A panel charged with fixing Colorado's election system voted Tuesday to support a recommendation requiring the state to hold all-paper-ballot elections starting in 2014, but one commission member compared the recommendation to being held hostage.
The recommendation, which the legislature can choose whether to adopt, urges Colorado to use only paper ballots starting in 2014. Until then, though, the recommendation proposes allowing clerks to continue using their electronic voting terminals without having to get them recertified or have a paper trail that voters can see.
Those two requirements were pressing down on clerks across Colorado, as a bill from last year that provided a one-time fix to certification headaches is set to expire this summer. If the legislature doesn't pass another certification fix this session, more than 50 Colorado counties will be stuck with costly voting equipment they can't use.

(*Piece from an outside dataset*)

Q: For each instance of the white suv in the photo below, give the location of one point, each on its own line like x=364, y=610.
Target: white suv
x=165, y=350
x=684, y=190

"I feel it's giving some people some things and giving other people some things," said former Senate Majority Leader Ken Gordon, a Denver Democrat who is chairman of the state's Election Reform Commission. "It's a carefully worked-out balance that involves the equitable distribution of unhappiness."
But critics of the proposal said it amounted to "ramrodding" a paper- ballot mandate through the commission by tying it to the voting-machine certification fix.
"This recommendation should be viewed with immense skepticism," commission member Scott Gessler, a Republican elections attorney, said afterward. "It's a classic case of logrolling in a commission."
The debate goes back several years, when voting activists sued the state over its certification procedures for electronic voting machines. Activists say the machines are prone to error, but clerks vigorously defend the terminals, saying they are reliable.